First, you are aware, of course, that The Exorcist is one of the scariest movies of all time, because it harnesses that bone-shaking fright of The Unknown, and worse yet, the Intimate Unknown, the thought that something real and horrible and pure evil has cracked your safety shell and is living its chaotic path right under your roof, its next move always unpredictable but you stuck there, powerless to evacuate the situation. But have you ever seen the original trailer for the 1973 movie, the one that was never released because it was deemed too scary for audiences?
If you can, turn the lights down and watch this and you will feel the hot breath of unwelcome demons breathing in your ear. This is not one of those cheap scares where some shit jumps out at you from a darkened corner. It’s just the right discomfiting combination of sound and images that makes your skin move on its own accord:
They don’t make em like that any more, the subliminal eeriness that invades your subconscious and sets your mind into unease in ways the eewy gory Saw movies don’t even comprehend.
Second, something lighter, but still — in the mind of my 6-year-old self, at least — almost as goddamned terrifying.
I will pass this off maybe as some sort of odd byproduct of growing up in Jersey, but for whatever reason one of my favorite parts of holidays was the cartoon specials on TV, specifically the works of Garfield, who, pre-Keroauc, pre-Thompson, pre-Chandrasekaran, pre-Ted Leo, was, I have to admit, a pretty heavy guiding force in my life.
The Halloween special I remember as being terrifying, and upon watching it again now, I still hold by the creeping-up-the-neck feeling it invokes, as it plays on childhood fears that are always on simmer during trick-or-treating — the sense of being out on your own in the blackness of the suburban night, pushing on for just one more house on the edge of town for just that little bit more of candy because you know this year you just have to get the biggest haul ever, until suddenly you’ve wandered to an unknown and unfriendly neighborhood where no other kids are around, the only people on the streets are strange big people with no candy bags and devilish looks in their eyes, and none of the porch lights seem to be on any more and you realize you don’t know what time it is or how long you’ve been out. You long to get back to your block to find your school friends but realize it’s a very, very long walk and you’re not even sure which direction to go in.
The basic set-up for this clip: the terminally diabetic Garfield works himself into a candy grabbing stupor throughout the day at the thought of the free bounty of sweets awaiting him the in the neighborhood. He even threatens a homeowner with violence at one point when they only offer up a measly few bits. Never sated with his bag of gluttony, Garfield eyes a presumably private island (Daufuskie?) off the coast and reasons that if he can get out there, all the candy reserves are his and his alone to claim (no consideration is really given for Odie). Why a private island with no children on it would even have candy ready for distribution is something Garfield does not seem to consider. That’s when they stumble upon this guy:
Yeah, you just try to stay still when the lightning flashes and all of a sudden the old man has disappeared to steal Garfield’s boat. Then at the very end, a twist!

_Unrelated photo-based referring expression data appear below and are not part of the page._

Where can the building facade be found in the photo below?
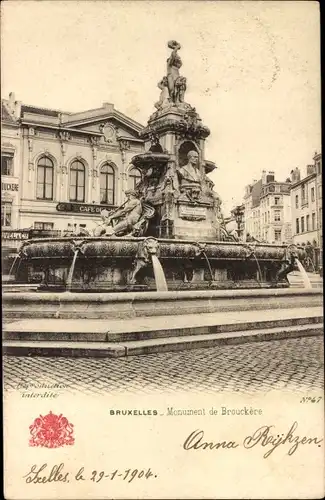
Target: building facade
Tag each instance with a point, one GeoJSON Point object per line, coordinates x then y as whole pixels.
{"type": "Point", "coordinates": [306, 200]}
{"type": "Point", "coordinates": [268, 210]}
{"type": "Point", "coordinates": [59, 170]}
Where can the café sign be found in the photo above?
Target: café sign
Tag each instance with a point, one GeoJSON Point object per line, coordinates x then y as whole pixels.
{"type": "Point", "coordinates": [9, 186]}
{"type": "Point", "coordinates": [14, 235]}
{"type": "Point", "coordinates": [82, 208]}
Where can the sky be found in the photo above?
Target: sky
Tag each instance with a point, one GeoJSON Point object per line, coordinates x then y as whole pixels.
{"type": "Point", "coordinates": [252, 69]}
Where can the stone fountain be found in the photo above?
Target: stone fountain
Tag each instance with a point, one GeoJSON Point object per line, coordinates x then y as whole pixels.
{"type": "Point", "coordinates": [165, 252]}
{"type": "Point", "coordinates": [169, 233]}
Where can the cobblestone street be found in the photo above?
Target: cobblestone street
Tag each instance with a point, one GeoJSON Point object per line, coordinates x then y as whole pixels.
{"type": "Point", "coordinates": [293, 365]}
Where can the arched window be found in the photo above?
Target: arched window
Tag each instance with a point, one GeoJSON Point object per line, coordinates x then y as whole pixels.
{"type": "Point", "coordinates": [107, 184]}
{"type": "Point", "coordinates": [45, 177]}
{"type": "Point", "coordinates": [134, 178]}
{"type": "Point", "coordinates": [77, 181]}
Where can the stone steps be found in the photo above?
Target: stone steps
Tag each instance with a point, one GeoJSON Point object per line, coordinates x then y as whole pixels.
{"type": "Point", "coordinates": [159, 327]}
{"type": "Point", "coordinates": [146, 304]}
{"type": "Point", "coordinates": [119, 338]}
{"type": "Point", "coordinates": [155, 345]}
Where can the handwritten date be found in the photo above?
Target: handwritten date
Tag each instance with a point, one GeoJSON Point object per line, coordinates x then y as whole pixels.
{"type": "Point", "coordinates": [42, 474]}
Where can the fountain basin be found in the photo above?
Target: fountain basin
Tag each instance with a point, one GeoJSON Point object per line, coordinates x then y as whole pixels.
{"type": "Point", "coordinates": [108, 263]}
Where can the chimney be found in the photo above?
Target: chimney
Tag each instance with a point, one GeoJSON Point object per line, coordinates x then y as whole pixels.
{"type": "Point", "coordinates": [311, 170]}
{"type": "Point", "coordinates": [17, 109]}
{"type": "Point", "coordinates": [109, 106]}
{"type": "Point", "coordinates": [14, 106]}
{"type": "Point", "coordinates": [263, 177]}
{"type": "Point", "coordinates": [270, 177]}
{"type": "Point", "coordinates": [11, 99]}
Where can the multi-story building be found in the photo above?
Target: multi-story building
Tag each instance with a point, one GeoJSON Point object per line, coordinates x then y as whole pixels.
{"type": "Point", "coordinates": [59, 170]}
{"type": "Point", "coordinates": [306, 200]}
{"type": "Point", "coordinates": [268, 210]}
{"type": "Point", "coordinates": [319, 198]}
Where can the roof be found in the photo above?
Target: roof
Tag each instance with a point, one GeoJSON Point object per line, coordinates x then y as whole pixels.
{"type": "Point", "coordinates": [5, 115]}
{"type": "Point", "coordinates": [42, 111]}
{"type": "Point", "coordinates": [256, 193]}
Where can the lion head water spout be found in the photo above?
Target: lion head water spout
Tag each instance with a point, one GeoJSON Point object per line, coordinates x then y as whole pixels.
{"type": "Point", "coordinates": [77, 250]}
{"type": "Point", "coordinates": [304, 275]}
{"type": "Point", "coordinates": [159, 274]}
{"type": "Point", "coordinates": [11, 271]}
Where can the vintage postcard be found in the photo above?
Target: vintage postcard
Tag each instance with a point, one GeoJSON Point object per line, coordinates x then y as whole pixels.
{"type": "Point", "coordinates": [162, 250]}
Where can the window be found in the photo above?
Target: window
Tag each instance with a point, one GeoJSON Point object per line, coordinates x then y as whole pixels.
{"type": "Point", "coordinates": [313, 221]}
{"type": "Point", "coordinates": [107, 184]}
{"type": "Point", "coordinates": [77, 181]}
{"type": "Point", "coordinates": [303, 194]}
{"type": "Point", "coordinates": [45, 173]}
{"type": "Point", "coordinates": [302, 224]}
{"type": "Point", "coordinates": [312, 191]}
{"type": "Point", "coordinates": [6, 214]}
{"type": "Point", "coordinates": [134, 178]}
{"type": "Point", "coordinates": [6, 164]}
{"type": "Point", "coordinates": [46, 226]}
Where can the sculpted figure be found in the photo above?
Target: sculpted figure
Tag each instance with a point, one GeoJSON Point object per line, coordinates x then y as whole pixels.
{"type": "Point", "coordinates": [190, 173]}
{"type": "Point", "coordinates": [122, 220]}
{"type": "Point", "coordinates": [180, 88]}
{"type": "Point", "coordinates": [163, 98]}
{"type": "Point", "coordinates": [174, 63]}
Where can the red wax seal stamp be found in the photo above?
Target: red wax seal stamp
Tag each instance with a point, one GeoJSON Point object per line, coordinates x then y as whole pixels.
{"type": "Point", "coordinates": [51, 431]}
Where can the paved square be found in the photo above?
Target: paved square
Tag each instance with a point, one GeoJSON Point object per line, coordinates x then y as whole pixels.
{"type": "Point", "coordinates": [292, 364]}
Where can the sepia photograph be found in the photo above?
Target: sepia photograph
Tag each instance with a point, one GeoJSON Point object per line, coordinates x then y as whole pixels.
{"type": "Point", "coordinates": [162, 249]}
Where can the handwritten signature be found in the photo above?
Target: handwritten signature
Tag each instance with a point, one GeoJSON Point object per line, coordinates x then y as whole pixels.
{"type": "Point", "coordinates": [264, 436]}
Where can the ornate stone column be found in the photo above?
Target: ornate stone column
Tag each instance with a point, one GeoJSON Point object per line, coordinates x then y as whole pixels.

Also worth noting is that the voice of Garfield is Lorenzo Music, one of the all-stars of voice acting of the 80s and 90s, responsible for not just the fat cat but also Peter Venkman, Tummi Gummi of the Gummy Bears, one of the Crash Test Dummies, and many others. And he’s from Brooklyn!
Both these clips remind highlight similar themes: the inherent comfort we feel in the safety of the known and the jarring disquietude that can creep in when that bubble is invaded. Watch your step out there this weekend.